원문정보
초록
영어
This paper aims to examine black male and female characters and their vulnerable gender relationship between opposite sexes in Toni Morrison’s novel Sula by reviewing phases of their social, racial, gender, and economic status at the beginning of the twentieth century in Jim Crow America, and provide contextual and circumstantial understanding for black male characters. While many of black male characters of Morrison seem to fail to show strong and promising black role model in a family, I would first contextualize this gender/race failure in the larger frame of American society that did not allow black men to perform as a man. Morrison’s many man-woman relationships depicted in the novel would give a clue why black men are considered irresponsible, vulnerable and violent in Morrison criticism. The devastated black men in Morrison’s novels fail to provide a positive vision because of harsh racial discrimination in white-centered American society.

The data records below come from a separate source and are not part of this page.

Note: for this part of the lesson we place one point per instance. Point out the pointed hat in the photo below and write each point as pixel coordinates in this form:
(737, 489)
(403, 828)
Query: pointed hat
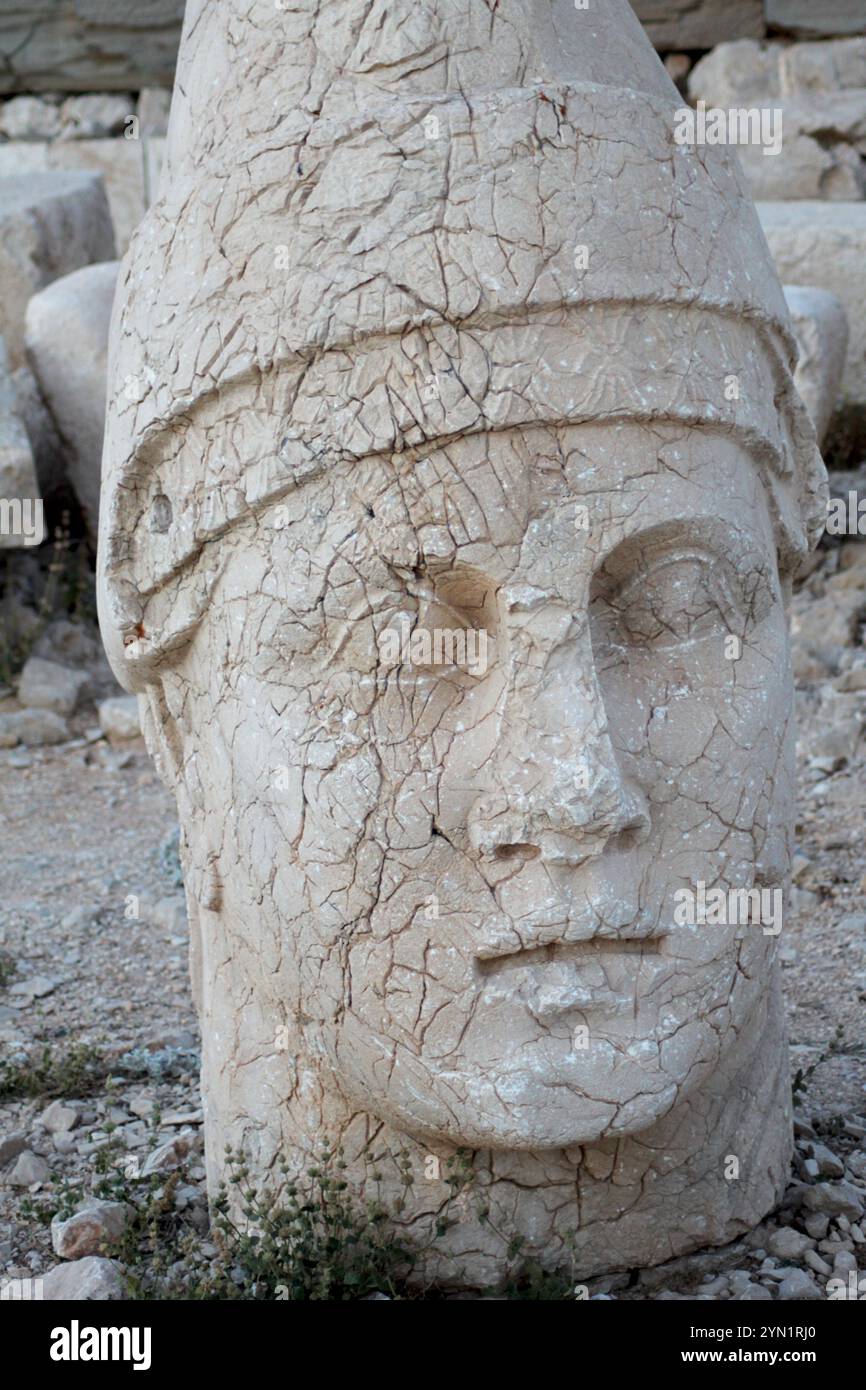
(362, 199)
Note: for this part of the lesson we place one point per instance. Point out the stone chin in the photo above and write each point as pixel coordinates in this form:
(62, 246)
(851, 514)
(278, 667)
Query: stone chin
(541, 1097)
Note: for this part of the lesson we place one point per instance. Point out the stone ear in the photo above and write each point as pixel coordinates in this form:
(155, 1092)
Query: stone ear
(161, 736)
(164, 742)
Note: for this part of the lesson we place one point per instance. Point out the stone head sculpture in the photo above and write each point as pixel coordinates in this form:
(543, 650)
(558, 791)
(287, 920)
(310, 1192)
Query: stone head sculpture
(453, 484)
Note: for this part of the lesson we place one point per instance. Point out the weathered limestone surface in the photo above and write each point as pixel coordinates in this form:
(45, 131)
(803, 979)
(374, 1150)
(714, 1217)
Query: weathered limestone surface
(88, 45)
(453, 483)
(50, 224)
(824, 245)
(75, 310)
(820, 324)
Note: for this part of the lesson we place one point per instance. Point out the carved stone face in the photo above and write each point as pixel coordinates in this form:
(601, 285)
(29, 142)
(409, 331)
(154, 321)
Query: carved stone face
(456, 879)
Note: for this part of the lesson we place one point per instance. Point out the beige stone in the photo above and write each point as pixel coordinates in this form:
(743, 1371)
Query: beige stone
(118, 161)
(449, 514)
(820, 324)
(50, 224)
(824, 245)
(806, 18)
(75, 309)
(18, 483)
(88, 45)
(820, 92)
(698, 24)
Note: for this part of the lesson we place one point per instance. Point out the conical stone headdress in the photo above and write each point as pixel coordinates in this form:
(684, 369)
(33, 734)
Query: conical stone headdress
(363, 199)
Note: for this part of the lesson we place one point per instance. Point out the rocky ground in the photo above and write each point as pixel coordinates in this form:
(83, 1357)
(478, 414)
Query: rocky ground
(93, 969)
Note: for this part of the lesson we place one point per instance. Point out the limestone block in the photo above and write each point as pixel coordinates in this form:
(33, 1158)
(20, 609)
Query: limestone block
(820, 325)
(75, 309)
(18, 483)
(88, 45)
(118, 161)
(699, 24)
(806, 18)
(820, 89)
(823, 68)
(824, 245)
(91, 1279)
(49, 685)
(737, 74)
(50, 224)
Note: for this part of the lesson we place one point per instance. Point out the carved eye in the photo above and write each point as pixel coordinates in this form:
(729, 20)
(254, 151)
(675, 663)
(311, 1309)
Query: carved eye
(679, 597)
(455, 624)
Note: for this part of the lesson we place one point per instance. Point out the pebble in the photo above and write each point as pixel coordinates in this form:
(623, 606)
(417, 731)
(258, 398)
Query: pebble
(93, 1226)
(788, 1243)
(798, 1285)
(28, 1169)
(834, 1198)
(92, 1278)
(815, 1262)
(59, 1118)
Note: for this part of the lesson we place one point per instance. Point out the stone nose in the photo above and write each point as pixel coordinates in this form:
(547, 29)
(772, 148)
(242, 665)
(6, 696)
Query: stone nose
(558, 822)
(556, 788)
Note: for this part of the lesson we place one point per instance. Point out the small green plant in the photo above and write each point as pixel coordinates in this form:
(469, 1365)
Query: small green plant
(79, 1070)
(837, 1047)
(7, 969)
(314, 1241)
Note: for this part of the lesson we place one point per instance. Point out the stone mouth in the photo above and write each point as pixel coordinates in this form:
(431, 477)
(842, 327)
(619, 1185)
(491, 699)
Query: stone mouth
(567, 952)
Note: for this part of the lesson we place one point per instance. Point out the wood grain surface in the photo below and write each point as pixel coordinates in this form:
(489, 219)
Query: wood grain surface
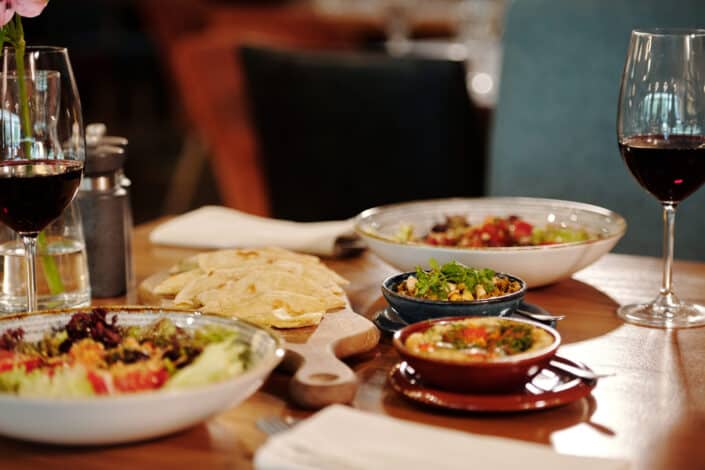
(652, 412)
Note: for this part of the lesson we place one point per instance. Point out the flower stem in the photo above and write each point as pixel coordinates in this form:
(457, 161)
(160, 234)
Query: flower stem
(25, 120)
(51, 271)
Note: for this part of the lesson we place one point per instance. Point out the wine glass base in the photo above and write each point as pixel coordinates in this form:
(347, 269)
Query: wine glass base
(682, 315)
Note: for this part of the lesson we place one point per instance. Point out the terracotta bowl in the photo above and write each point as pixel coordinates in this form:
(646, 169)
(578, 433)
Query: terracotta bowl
(491, 376)
(412, 309)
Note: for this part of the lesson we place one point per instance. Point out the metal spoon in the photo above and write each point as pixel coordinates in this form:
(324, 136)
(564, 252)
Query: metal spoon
(577, 371)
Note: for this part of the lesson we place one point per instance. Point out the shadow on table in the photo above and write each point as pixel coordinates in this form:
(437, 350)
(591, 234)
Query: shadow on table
(534, 426)
(589, 312)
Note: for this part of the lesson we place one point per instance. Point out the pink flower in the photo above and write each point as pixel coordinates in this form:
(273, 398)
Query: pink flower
(29, 8)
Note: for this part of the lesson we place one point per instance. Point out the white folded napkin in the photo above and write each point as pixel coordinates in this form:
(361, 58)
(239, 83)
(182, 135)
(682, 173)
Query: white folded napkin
(221, 227)
(343, 438)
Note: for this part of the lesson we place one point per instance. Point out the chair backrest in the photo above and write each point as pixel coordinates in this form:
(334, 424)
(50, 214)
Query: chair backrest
(555, 123)
(340, 132)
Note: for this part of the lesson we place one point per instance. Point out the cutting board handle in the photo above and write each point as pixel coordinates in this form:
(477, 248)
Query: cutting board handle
(321, 380)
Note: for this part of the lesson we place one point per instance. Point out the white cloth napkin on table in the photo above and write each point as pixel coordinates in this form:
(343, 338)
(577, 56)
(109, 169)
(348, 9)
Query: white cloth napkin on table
(343, 438)
(221, 227)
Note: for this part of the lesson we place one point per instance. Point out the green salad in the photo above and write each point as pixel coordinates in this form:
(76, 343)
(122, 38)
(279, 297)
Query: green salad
(456, 282)
(93, 355)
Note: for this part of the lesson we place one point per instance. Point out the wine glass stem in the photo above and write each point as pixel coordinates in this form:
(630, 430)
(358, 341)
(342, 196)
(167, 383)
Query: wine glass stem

In the main section of this essay, I would attempt to connect social emasculation resulting from discriminatory racial segregation and their failing relationships in a black community, the Bottom. As “black” and as “man,” the Bottom’s men are vulnerable for they cannot properly perform their masculine roles in their own black community. Even if they try to express their manhood by marrying a black woman and pursuing a job, their attempt fails and only serves to confirm the inferiority that the society imposes on them. Through these analyses, this paper aims to focus upon the complex, problematic status of black male characters in Morrison’s novel by analyzing major black couples who fails to communicate each other, start a family, and maintain it. By doing so, black people’s domestic problems, which once seem to be inherent in a personal sphere of insecurity, irresponsibility, incompetence, and lacks, are closely related to and derived from the white-centered society.